Les évènements affligeants ayant marqué la présentation, le 4 mai 2009, du 2ème rapport du syndicat sur la liberté de la presse sont édifiants et éloquents. Un membre du bureau exécutif élargi, président de la commission de déontologie est allé jusqu’à molester le président du Syndicat. Les masques sont réellement tombés et aucun doute n’est plus permis sur la détermination farouche du pouvoir à se débarrasser d’une structure qu’il juge comme étant rebelle. Des pressions sont alors exercées sur des membres du bureau exécutif pour les amener à démissionner. Des journalistes sont harcelés sur leurs lieux de travail, menacés et contraints de signer une motion de défiance contre l’instance légitime de leur Syndicat.
Ces pressions ont fini par donner leurs fruits : quatre membres du bureau exécutif, composé de 9 membres, ont fini par démissionner, entraînant ainsi une vacance au sein de la direction du Syndicat, nécessitant statutairement la convocation d’un congrès extraordinaire et l’élection d’un nouveau bureau.

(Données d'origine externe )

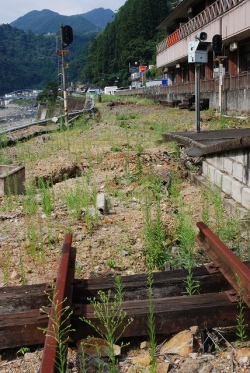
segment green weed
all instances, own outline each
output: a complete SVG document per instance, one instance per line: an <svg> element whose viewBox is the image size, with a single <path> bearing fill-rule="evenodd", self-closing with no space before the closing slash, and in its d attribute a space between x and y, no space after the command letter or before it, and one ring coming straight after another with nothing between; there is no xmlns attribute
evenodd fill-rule
<svg viewBox="0 0 250 373"><path fill-rule="evenodd" d="M40 188L42 194L42 209L47 216L51 215L55 200L54 190L53 187L50 187L50 184L51 183L48 180L45 182L43 178L39 178L38 180L38 187Z"/></svg>
<svg viewBox="0 0 250 373"><path fill-rule="evenodd" d="M243 295L242 295L242 284L239 278L239 275L236 274L236 281L237 281L237 287L238 287L238 309L239 313L236 316L236 321L237 321L237 332L236 335L239 338L240 342L244 342L247 339L247 333L246 333L246 323L245 323L245 315L244 315L244 310L245 310L245 303L243 300Z"/></svg>
<svg viewBox="0 0 250 373"><path fill-rule="evenodd" d="M36 187L34 180L30 180L24 184L25 195L23 195L23 210L26 214L32 215L38 209L38 203L36 199Z"/></svg>
<svg viewBox="0 0 250 373"><path fill-rule="evenodd" d="M144 242L146 249L146 262L150 270L163 269L166 259L164 250L165 229L161 212L161 181L155 179L151 191L155 204L149 198L149 191L146 191L144 208ZM154 209L153 209L154 208ZM154 210L154 211L153 211Z"/></svg>
<svg viewBox="0 0 250 373"><path fill-rule="evenodd" d="M156 364L156 335L155 335L155 317L154 317L154 305L153 305L153 285L154 279L152 272L148 273L147 279L148 285L148 336L149 336L149 343L150 343L150 357L151 357L151 365L150 365L150 372L156 373L157 372L157 364Z"/></svg>
<svg viewBox="0 0 250 373"><path fill-rule="evenodd" d="M127 314L122 309L123 288L120 276L115 277L115 295L113 302L111 302L111 291L108 291L107 294L105 294L103 291L98 291L98 297L100 298L100 301L97 301L96 298L91 298L89 301L94 308L94 314L100 321L101 326L95 325L92 321L86 319L85 317L80 319L90 325L103 339L108 342L110 346L108 356L110 360L110 372L117 373L118 367L114 353L114 345L122 337L126 328L133 321L132 318L127 319ZM120 329L121 326L122 328ZM125 345L121 343L121 347L124 346Z"/></svg>
<svg viewBox="0 0 250 373"><path fill-rule="evenodd" d="M73 313L70 311L70 306L66 305L67 298L62 302L57 299L57 293L54 286L52 285L52 294L47 293L48 300L52 304L53 312L47 309L47 307L42 307L41 312L46 314L48 318L52 321L52 329L48 328L38 328L47 336L53 338L57 343L57 356L56 356L56 368L58 373L66 372L67 363L67 343L69 341L69 333L75 331L72 329L69 320Z"/></svg>

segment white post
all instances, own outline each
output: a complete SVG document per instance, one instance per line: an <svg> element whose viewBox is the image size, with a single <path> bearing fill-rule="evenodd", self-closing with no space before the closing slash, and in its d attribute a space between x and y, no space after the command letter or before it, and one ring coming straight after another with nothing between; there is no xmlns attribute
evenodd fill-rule
<svg viewBox="0 0 250 373"><path fill-rule="evenodd" d="M200 64L195 64L195 123L196 132L200 132Z"/></svg>
<svg viewBox="0 0 250 373"><path fill-rule="evenodd" d="M222 113L222 77L223 77L223 64L219 63L219 113Z"/></svg>

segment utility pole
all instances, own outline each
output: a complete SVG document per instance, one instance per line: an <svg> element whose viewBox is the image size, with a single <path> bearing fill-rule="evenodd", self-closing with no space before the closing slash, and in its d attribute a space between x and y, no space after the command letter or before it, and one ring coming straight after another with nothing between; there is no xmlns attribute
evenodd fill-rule
<svg viewBox="0 0 250 373"><path fill-rule="evenodd" d="M200 64L195 64L195 123L196 132L200 132Z"/></svg>
<svg viewBox="0 0 250 373"><path fill-rule="evenodd" d="M66 90L66 70L65 70L65 54L69 51L65 49L69 44L73 42L73 31L70 26L63 26L61 23L61 49L57 51L57 54L62 55L62 86L63 86L63 107L64 107L64 118L65 125L68 127L68 97Z"/></svg>
<svg viewBox="0 0 250 373"><path fill-rule="evenodd" d="M64 48L63 42L63 25L61 23L61 52L62 52L62 86L63 86L63 108L64 108L64 120L65 126L68 127L68 97L67 97L67 90L66 90L66 70L65 70L65 58L64 54L68 53L67 50Z"/></svg>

En violation flagrante des statuts et du règlement intérieur du Syndicat, qui énoncent, notamment, que seul le Président du Bureau exécutif est habilité à convoquer une réunion du bureau élargi, le groupe des 17 membres de ce bureau se sont mis à multiplier les bavures et les infractions.
Faisant la sourde oreille à tous les appels à la conciliation et à l’unité et à tous les bons offices engagés par différentes parties dont, notamment, la Fédération Internationale des Journalistes (FIJ), les membres du bureau élargi sont allés jusqu’à prononcer la dissolution du bureau exécutif, constituer un comité préparatoire du congrès extraordinaire et fixer unilatéralement une date pour ce congrès (le 15 août), bien que les statuts stipulent que c’est le bureau exécutif sortant qui doit continuer à gérer les affaires courantes jusqu’à l’élection d’un nouveau bureau.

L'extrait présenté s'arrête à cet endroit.